Apache Hive Overview in CDH

Hive data warehouse software enables reading, writing, and managing large datasets in distributed storage. Using the Hive query language (HiveQL), which is very similar to SQL, queries are converted into a series of jobs that execute on a Hadoop cluster through MapReduce or Apache Spark.

Users can run batch processing workloads with Hive while also analyzing the same data for interactive SQL or machine-learning workloads using tools like Apache Impala or Apache Spark—all within a single platform.

As part of CDH, Hive also benefits from:

  • Unified resource management provided by YARN
  • Simplified deployment and administration provided by Cloudera Manager
  • Shared security and governance to meet compliance requirements provided by Apache Sentry and Cloudera Navigator

Use Cases for Hive

Because Hive is a petabyte-scale data warehouse system built on the Hadoop platform, it is a good choice for environments experiencing phenomenal growth in data volume. The underlying MapReduce interface with HDFS is hard to program directly, but Hive provides an SQL interface, making it possible to use existing programming skills to perform data preparation.

Hive on MapReduce or Spark is best-suited for batch data preparation or ETL:

  • You must run scheduled batch jobs with very large ETL sorts with joins to prepare data for Hadoop. Most data served to BI users in Impala is prepared by ETL developers using Hive.

  • You run data transfer or conversion jobs that take many hours. With Hive, if a problem occurs partway through such a job, it recovers and continues.

  • You receive or provide data in diverse formats, where the Hive SerDes and variety of UDFs make it convenient to ingest and convert the data. Typically, the final stage of the ETL process with Hive might be to a high-performance, widely supported format such as Parquet.

Hive Components

Hive consists of the following components:

The Metastore Database

The metastore database is an important aspect of the Hive infrastructure.

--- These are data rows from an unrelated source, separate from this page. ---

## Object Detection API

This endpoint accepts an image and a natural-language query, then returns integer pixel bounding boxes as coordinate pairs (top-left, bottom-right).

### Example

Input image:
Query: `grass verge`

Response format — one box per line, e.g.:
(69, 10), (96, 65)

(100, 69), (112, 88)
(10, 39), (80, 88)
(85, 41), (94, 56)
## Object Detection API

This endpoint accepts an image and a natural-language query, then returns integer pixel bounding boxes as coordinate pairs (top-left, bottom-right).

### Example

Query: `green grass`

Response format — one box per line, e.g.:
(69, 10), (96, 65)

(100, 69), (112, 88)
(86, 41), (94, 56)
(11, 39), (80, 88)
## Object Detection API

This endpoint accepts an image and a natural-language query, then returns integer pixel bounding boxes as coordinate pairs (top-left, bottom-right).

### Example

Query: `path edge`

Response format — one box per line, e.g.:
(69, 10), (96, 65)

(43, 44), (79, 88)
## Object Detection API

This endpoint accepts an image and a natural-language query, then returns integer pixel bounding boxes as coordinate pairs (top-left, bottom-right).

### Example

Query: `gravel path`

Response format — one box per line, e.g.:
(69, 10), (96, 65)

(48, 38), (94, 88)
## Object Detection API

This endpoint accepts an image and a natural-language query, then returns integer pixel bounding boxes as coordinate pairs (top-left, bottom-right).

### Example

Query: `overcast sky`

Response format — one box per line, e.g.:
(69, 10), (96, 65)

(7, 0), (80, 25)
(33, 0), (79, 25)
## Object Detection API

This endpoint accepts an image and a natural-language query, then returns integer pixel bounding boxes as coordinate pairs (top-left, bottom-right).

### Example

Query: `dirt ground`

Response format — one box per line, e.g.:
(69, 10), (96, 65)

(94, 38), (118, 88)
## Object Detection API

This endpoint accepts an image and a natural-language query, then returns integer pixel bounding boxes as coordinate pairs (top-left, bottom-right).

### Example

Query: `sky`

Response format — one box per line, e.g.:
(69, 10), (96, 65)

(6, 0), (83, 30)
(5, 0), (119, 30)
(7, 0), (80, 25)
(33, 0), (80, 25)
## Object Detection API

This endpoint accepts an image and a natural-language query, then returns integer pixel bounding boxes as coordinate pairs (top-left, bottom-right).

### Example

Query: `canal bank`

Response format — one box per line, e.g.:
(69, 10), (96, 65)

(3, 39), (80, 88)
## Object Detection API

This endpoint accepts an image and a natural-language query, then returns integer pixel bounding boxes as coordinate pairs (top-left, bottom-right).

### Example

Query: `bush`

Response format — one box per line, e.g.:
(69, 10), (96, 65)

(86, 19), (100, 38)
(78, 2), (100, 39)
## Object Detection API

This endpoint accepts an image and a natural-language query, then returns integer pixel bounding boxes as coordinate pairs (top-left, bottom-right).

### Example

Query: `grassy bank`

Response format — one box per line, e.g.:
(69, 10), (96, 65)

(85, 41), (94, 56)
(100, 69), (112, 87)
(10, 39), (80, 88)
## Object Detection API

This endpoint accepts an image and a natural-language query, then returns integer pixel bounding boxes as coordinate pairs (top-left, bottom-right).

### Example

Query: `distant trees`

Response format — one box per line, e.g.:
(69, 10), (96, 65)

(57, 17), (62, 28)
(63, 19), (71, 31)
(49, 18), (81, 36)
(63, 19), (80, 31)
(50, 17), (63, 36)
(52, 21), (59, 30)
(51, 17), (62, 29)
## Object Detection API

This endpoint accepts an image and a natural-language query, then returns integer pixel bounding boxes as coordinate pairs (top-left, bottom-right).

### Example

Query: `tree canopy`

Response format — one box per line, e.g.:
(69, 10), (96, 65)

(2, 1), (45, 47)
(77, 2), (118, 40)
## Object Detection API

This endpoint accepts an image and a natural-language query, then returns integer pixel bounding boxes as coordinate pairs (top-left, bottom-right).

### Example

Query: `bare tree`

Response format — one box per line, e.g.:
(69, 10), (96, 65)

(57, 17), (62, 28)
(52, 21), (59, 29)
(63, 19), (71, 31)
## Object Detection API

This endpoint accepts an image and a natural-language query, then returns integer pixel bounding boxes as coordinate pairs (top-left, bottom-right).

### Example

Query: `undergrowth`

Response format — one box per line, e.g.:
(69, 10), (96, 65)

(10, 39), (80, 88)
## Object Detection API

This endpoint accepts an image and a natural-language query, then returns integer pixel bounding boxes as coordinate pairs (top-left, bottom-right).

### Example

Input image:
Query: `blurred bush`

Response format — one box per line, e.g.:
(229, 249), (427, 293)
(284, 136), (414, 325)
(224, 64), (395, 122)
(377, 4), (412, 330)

It is a separate database, relying on a traditional RDBMS such as MySQL or PostgreSQL, that holds metadata about Hive databases, tables, columns, partitions, and Hadoop-specific information such as the underlying data files and HDFS block locations.

The metastore database is shared by other components. For example, the same tables can be inserted into, queried, altered, and so on by both Hive and Impala. Although you might see references to the "Hive metastore", be aware that the metastore database is used broadly across the Hadoop ecosystem, even in cases where you are not using Hive itself.

The metastore database is relatively compact, with fast-changing data. Backup, replication, and other kinds of management operations affect this database. See Configuring the Hive Metastore for CDH for details about configuring the Hive metastore.

Cloudera recommends that you deploy the Hive metastore, which stores the metadata for Hive tables and partitions, in "remote mode." In this mode the metastore service runs in its own JVM process and other services, such as HiveServer2, HCatalog, and Apache Impala communicate with the metastore using the Thrift network API.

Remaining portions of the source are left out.